Regulators should have taken a less deferential approach to the banking industry, the governor of the Central Bank has said.
In his opening statement to the Oireachtas banking inquiry, Prof Patrick Honohan said there should have been a greater degree of intrusiveness and assertiveness in regulating the banks.
This would have “disrupted a pattern of inconclusive engagement with the banks”.
He also said the government guarantee of subordinated debt of the banks, instead of just bank deposits, was “clearly a mistake”.
The formal guarantee “of all long-dated debt was also unnecessary” and “bound to constrain the authorities’ ability to restructure or wind down failed banks before the expiry of the initial guarantee”.
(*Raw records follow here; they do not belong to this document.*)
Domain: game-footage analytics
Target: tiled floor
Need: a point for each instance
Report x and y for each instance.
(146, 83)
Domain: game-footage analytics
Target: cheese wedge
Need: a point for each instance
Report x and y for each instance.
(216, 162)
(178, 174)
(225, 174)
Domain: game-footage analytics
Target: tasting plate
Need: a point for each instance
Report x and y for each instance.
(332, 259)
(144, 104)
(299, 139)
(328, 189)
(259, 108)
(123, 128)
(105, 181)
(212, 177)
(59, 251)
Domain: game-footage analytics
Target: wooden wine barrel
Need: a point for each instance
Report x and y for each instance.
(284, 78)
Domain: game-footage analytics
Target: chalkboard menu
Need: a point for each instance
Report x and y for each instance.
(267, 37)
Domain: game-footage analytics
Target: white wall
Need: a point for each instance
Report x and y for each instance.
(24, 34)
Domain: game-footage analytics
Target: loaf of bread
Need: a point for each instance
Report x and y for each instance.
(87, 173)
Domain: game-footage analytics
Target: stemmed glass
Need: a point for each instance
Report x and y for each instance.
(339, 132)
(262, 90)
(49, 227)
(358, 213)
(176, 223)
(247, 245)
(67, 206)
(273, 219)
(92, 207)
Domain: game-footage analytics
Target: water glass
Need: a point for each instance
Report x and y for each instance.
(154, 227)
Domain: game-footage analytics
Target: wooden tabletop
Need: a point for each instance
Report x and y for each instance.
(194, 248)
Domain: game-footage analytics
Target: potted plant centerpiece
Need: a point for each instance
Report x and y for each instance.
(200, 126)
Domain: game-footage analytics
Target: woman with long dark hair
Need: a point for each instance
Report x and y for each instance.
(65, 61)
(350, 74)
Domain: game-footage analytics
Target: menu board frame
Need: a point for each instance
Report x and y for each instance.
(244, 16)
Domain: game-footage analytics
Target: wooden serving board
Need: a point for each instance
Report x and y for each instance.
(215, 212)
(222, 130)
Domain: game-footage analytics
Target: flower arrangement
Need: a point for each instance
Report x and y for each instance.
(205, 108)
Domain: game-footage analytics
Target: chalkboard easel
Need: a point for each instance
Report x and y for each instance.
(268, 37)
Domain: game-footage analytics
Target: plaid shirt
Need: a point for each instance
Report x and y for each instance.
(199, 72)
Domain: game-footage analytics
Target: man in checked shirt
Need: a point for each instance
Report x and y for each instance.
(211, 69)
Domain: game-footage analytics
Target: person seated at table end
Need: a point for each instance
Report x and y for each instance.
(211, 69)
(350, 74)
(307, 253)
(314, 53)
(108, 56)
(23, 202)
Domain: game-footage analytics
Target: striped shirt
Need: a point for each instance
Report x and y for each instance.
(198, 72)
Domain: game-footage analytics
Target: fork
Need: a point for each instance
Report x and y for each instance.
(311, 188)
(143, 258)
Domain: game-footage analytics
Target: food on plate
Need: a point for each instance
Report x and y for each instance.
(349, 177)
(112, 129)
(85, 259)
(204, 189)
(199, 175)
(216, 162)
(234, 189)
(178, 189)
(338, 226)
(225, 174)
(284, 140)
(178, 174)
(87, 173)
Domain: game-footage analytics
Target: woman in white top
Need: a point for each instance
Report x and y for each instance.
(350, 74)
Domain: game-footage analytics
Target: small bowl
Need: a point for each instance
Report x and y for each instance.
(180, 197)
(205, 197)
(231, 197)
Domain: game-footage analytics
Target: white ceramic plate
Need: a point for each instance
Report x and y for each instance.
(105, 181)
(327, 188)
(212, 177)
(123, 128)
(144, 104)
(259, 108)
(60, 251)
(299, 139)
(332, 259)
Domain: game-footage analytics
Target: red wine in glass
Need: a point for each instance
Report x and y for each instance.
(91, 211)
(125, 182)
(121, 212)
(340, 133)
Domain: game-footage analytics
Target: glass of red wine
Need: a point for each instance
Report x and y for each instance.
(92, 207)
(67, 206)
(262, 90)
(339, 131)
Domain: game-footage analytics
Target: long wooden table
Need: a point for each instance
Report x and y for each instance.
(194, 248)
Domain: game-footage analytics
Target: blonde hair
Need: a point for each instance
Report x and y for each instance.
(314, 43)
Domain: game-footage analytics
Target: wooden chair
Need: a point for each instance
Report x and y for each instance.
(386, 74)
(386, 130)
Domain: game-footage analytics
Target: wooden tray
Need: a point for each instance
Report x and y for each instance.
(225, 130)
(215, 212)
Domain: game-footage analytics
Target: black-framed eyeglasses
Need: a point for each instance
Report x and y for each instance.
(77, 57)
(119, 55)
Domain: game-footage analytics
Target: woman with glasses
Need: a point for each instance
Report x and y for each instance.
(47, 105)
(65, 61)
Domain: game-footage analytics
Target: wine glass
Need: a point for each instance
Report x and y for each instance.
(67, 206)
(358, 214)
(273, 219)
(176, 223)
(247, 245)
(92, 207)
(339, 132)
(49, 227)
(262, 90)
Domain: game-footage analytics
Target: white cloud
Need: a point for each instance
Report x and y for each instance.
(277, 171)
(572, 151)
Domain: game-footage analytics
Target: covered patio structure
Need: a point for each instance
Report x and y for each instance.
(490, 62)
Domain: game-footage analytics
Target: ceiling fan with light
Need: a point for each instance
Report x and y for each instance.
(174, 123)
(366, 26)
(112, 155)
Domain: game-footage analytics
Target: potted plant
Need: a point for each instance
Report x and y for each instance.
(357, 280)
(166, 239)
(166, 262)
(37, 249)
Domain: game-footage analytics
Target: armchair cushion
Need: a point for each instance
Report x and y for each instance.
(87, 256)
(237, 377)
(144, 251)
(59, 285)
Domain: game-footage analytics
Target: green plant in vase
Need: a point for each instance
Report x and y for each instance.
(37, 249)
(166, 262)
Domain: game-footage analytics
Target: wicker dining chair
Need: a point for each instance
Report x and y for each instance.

“With the benefit of hindsight – had the regulatory authorities had any notion that heavy losses could be involved – an alternative strategy of putting Anglo (and Irish Nationwide Building Society) into liquidation on September 29th, while standing behind the rest of the system, should have been more favourably considered.”
External partners
He said “external partners might have responded to such an idea with compromise proposals that might have alleviated the subsequent pressures on the Irish exchequer”.
He also said greater consultation with EU partners would have been “highly desirable” and could have helped Ireland to be “less on the back foot in subsequent negotiations”.
Prof Honohan, Central Bank governor since 2009, spoke at the inquiry on The Irish Banking Crisis; Regulatory and Financial Stability Policy 2003-8, a report he prepared in May 2010 on the role of the Central Bank and the financial regulator prior to the bank guarantee of September 2008.
He will attend the inquiry again later in the year to discuss other aspects of the banking crisis.
He said there had been an excessive reliance on a regulatory philosophy “that implicitly trusted that well-governed banks could be relied upon to remain safe and sound”.
There were also “deficiencies in skills and staff resources”.
The language of successive published financial stability reports in advance of the crisis was too reassuring and was “a triumph of hope over reality”, he said.
Too optimistic
“In the end senior officials in both institutions, as well as many elsewhere at home and abroad, were too optimistic about the strength of the economy and the Irish banks,” Prof Honohan said.
He also said extensive changes had since taken place at the Central Bank to ensure that the identified shortcomings “have been removed as far as possible”.